Teachers’ union to use endorsement clout
Nevada’s teachers’ union recently changed the way it will endorse candidates in the future, six months after it revoked its endorsement of Assemblyman Bob Beers.
The old endorsement policy required the 22,000-strong Nevada State Education Association to wait until the close of candidate filing in mid-May. Only then could NSEA officials interview candidates and recommend an endorsement.
Now NSEA eliminates the wait. A committee will compile a list of candidates it recruited or worked with during the months leading up to a declaration of candidacy. Then the union will announce its endorsements when they will have the largest impact.
“It made no sense for us to recruit candidates in important races but then tell them we couldn’t complete an endorsement until June of the campaign year,” said association President Terry Hickman in a news release. “We have members and friends of education who want to run, and we need to be able to support them as soon as possible.”
Once NSEA compiles the list of candidate recommendations for early endorsement, the candidates will still have to complete a questionnaire and interviews with NSEA officials.
“Our leaders and staff have been very busy talking to prospective candidates, some of whom are our members, and we are very pleased to be able to move early on some of these endorsements,” Lange said in the news release announcing his group’s policy change.
This change in policy may be a partial result of an about-face the union had on one of its endorsements. In late June, NSEA revoked its endorsement of Beers, R-Las Vegas, because of his tax stance. It was the first time NSEA ever rescinded a candidate endorsement.

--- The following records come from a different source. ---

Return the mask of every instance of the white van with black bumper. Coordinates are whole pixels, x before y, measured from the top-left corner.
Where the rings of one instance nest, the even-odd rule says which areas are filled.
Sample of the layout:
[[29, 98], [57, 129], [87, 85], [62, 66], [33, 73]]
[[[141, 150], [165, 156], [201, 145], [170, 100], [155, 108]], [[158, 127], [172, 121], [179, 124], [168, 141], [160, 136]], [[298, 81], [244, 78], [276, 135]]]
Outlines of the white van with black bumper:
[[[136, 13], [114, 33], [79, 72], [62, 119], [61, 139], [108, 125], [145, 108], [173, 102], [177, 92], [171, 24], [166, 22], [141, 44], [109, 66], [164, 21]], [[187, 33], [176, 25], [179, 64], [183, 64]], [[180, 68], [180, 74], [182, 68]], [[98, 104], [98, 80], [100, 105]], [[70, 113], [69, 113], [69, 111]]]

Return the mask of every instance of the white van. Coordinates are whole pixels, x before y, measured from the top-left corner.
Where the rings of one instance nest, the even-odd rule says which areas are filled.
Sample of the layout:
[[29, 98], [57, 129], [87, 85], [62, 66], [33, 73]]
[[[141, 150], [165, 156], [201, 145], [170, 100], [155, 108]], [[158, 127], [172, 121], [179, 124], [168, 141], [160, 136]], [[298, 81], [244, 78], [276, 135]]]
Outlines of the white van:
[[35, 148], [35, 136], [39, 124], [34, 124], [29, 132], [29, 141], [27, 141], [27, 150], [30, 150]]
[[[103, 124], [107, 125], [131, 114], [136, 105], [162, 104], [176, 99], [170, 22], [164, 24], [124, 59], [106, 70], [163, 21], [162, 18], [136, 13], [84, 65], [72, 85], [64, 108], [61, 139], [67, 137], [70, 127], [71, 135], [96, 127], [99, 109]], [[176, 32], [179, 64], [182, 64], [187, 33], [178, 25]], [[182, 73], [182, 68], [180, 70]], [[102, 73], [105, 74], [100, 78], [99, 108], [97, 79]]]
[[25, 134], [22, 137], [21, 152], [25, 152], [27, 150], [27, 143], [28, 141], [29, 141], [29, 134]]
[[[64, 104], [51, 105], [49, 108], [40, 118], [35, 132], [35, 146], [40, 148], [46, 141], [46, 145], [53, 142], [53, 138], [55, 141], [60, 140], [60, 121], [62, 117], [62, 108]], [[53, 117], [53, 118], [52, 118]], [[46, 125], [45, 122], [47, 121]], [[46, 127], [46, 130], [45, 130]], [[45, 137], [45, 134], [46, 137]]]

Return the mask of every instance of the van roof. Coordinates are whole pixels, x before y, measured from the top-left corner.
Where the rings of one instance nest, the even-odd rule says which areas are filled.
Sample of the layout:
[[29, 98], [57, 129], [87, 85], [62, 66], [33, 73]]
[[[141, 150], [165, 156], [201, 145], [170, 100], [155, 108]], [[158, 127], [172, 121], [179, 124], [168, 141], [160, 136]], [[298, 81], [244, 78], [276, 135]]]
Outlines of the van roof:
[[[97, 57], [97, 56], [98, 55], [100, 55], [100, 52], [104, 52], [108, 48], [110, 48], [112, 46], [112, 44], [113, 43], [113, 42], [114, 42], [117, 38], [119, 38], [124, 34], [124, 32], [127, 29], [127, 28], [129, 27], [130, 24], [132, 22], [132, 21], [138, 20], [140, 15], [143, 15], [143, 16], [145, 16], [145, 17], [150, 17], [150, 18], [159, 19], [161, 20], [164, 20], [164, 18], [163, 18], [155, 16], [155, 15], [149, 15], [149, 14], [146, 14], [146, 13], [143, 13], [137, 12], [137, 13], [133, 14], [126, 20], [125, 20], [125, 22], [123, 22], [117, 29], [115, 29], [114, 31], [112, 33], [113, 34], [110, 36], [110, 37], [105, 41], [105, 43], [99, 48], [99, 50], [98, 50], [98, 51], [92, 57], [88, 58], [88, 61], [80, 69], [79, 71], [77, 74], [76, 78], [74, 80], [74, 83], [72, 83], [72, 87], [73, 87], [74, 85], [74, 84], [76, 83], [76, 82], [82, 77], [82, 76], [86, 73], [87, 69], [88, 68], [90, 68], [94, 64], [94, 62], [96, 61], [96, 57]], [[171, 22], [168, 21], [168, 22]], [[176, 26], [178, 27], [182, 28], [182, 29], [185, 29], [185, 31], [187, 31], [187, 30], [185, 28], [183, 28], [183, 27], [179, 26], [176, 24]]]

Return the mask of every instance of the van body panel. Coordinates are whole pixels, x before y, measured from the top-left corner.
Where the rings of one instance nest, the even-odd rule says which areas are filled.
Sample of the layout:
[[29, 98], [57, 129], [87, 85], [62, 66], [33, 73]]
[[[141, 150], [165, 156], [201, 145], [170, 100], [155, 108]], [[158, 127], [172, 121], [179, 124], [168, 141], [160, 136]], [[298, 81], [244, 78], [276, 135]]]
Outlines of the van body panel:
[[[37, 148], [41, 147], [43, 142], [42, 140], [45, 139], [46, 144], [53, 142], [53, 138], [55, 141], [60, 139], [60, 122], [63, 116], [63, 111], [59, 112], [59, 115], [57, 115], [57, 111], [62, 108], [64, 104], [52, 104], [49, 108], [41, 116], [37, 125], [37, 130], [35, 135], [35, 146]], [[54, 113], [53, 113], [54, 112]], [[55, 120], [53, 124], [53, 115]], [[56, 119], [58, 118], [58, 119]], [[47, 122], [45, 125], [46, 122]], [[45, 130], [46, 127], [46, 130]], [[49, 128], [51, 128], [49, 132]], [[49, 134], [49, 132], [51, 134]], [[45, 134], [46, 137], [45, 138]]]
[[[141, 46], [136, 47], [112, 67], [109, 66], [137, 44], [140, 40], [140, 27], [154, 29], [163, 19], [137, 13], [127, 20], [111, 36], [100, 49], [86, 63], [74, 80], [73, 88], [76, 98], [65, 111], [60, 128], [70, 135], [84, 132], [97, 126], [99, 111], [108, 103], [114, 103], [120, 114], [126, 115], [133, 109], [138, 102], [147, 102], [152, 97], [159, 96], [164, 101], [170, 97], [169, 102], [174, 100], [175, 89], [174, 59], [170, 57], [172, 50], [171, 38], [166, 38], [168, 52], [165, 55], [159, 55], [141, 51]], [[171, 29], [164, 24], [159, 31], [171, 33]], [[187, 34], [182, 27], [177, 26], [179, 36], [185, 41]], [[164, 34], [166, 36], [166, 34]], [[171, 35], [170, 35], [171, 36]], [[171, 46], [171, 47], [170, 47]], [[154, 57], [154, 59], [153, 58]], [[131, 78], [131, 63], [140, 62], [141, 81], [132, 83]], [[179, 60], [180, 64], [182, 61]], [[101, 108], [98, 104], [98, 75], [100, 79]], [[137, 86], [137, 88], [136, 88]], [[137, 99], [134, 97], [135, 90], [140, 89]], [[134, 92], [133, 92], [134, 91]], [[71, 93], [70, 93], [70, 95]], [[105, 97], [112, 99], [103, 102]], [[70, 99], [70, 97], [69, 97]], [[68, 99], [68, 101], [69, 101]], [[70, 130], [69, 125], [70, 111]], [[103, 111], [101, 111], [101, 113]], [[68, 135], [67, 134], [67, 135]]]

It seemed Beers had conflicting opinions, at least as far as the NSEA was concerned.
While Beers agreed with the $337-million increase to fund K-12 education, he disagreed with most of the increases in non-education programs and helped to block passage of the state’s budget. Eventually, lawmakers passed an $833.5-million increase in the state budget.
Beers’ position, Hickman said between special sessions, threatened the fall opening of Nevada schools.
“Needless to say, our members are furious with someone who took our name, took our word and said he’d support public education,” Hickman said in June.
Beers said the change in endorsement procedures likely doesn’t correlate with the group’s revocation of his endorsement earlier this year. The criterion has historically been “who’s best for teachers,” Beers said.
“We increased K-12 funding almost 30 percent and teachers’ pay something like [only] 5 percent over the two-year period, so it’s hard to paint what we did in Carson City as bad for teachers,” Beers said. “I presume that my revocation of endorsement was because I pointed that out at every opportunity.”
Beers said that NSEA would have still endorsed him over his 2002 opponent because of his positions in the 2001 Legislature and also because he was “the lesser of two evils.”
“In that particular session it so happened that what I thought was good for education was what they thought was good for education,” he said.
Still, Beers won’t likely have to worry about an endorsement in the next session, as he prepares for a battle to take a Senate seat in November.